Renaissance d’une «voix inouïe». L’œuvre exigeante de la romancière vaudoise, longtemps tenue pour marginale, est publiée en intégralité

Portrait de Catherine Colomb pris dans les années 1960.

 Thierry Raboud

Thierry Raboud

23 novembre 2019 à 02:01

Littérature » Une romancière réservée, une œuvre insaisissable. Ainsi le nom de Catherine Colomb est-il longtemps resté méconnu, celé dans les marges du milieu littéraire de son temps. Sa prose? Elle offre «le spectacle d’une confusion qui rejoint l’obscurcisme», tançait en son temps un critique désorienté. «Catherine Colomb? Elle est vraiment impossible à comprendre», en rajoutait la Lausannoise elle-même, amusée de cet hermétisme que l’on prêtait volontiers à ses romans déroutants.
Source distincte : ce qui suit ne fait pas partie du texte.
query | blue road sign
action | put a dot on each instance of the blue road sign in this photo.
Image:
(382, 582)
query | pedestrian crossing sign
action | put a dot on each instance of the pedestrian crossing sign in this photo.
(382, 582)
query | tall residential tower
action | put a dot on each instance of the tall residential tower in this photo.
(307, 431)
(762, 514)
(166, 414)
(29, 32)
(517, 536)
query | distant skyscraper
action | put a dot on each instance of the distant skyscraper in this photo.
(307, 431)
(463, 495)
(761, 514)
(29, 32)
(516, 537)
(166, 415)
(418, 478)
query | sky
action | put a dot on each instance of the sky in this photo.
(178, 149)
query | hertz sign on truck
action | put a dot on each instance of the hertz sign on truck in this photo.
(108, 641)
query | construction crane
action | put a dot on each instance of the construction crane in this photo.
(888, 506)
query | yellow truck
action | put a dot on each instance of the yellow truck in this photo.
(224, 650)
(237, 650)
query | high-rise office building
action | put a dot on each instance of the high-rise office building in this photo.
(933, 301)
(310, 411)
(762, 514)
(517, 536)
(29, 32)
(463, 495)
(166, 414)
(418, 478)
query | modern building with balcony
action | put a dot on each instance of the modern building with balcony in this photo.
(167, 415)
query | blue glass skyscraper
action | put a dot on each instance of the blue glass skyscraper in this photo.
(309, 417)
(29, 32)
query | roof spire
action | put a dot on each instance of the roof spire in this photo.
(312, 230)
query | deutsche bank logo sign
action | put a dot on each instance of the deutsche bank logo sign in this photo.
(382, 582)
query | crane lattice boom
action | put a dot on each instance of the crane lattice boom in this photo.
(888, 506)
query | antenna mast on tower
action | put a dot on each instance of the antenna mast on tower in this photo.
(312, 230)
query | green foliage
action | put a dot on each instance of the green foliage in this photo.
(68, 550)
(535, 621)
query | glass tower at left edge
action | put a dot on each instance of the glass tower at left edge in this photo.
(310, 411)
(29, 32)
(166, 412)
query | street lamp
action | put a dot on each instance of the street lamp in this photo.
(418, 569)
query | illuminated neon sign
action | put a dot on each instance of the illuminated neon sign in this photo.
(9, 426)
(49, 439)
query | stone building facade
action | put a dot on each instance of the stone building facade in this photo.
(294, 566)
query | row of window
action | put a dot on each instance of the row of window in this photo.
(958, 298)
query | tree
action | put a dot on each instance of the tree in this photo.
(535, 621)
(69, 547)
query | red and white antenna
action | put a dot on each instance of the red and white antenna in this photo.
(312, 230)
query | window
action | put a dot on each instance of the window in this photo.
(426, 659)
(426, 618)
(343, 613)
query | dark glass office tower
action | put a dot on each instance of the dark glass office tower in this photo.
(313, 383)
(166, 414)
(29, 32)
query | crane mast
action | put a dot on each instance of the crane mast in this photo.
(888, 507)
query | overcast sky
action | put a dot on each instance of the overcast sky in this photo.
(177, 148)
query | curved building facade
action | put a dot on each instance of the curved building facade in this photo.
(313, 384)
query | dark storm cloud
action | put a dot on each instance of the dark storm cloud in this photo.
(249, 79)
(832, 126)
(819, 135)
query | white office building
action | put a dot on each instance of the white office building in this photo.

Alors réapprendre à lire, comme le suggérait Gustave Roud en introduction à cette prose exigeante. On s’y plonge dans le fort volume que les Editions Zoé viennent de faire paraître. Oui, porter un regard neuf sur ces textes écrits entre 1911 et 1965 par cette grande romancière de la mémoire aujourd’hui remise en lumière, au point que sa place dans les lettres contemporaines, de marginale, soit peu à peu devenue centrale. «En un demi-siècle, l’auteure discrète est devenue une balise de la littérature produite en Suisse romande, jusqu’à y être considérée comme un véritable classique, traduit en plusieurs langues», note Daniel Maggetti, qui a dirigé l’édition de Tout Catherine Colomb.

Absolument inclassable

Au cœur de ces quelque 1600 pages soigneusement annotées, dont certaines inédites: Châteaux en enfance (1945), Les Esprits de la terre (1953) et Le Temps des anges (1962). Trois romans familiaux enracinés en terre vaudoise, qui portent l’empreinte nostalgique d’un autrefois. Dans le recueil d’essais qu’il a fait paraître ce printemps, Philippe Geinoz décrit cette trilogie en un «tout articulé»; ensemble romanesque cohérent, ancré dans un même paysage de lac et de vignes, baigné d’une même inquiétude née du «passage difficile d’une société verticale à une société horizontale». Au fil de sa lecture critique apparaissent surtout les audaces formelles et narratives de cette prose que le chercheur, chargé de cours à l’Université de Fribourg, restitue à sa modernité. «Parce qu’ils ont été trop peu commentés, les romans de Colomb conservent, plus d’un demi-siècle après leur publication, quelque chose de la nouveauté qu’ils présentaient à leurs premiers lecteurs», signale-t-il.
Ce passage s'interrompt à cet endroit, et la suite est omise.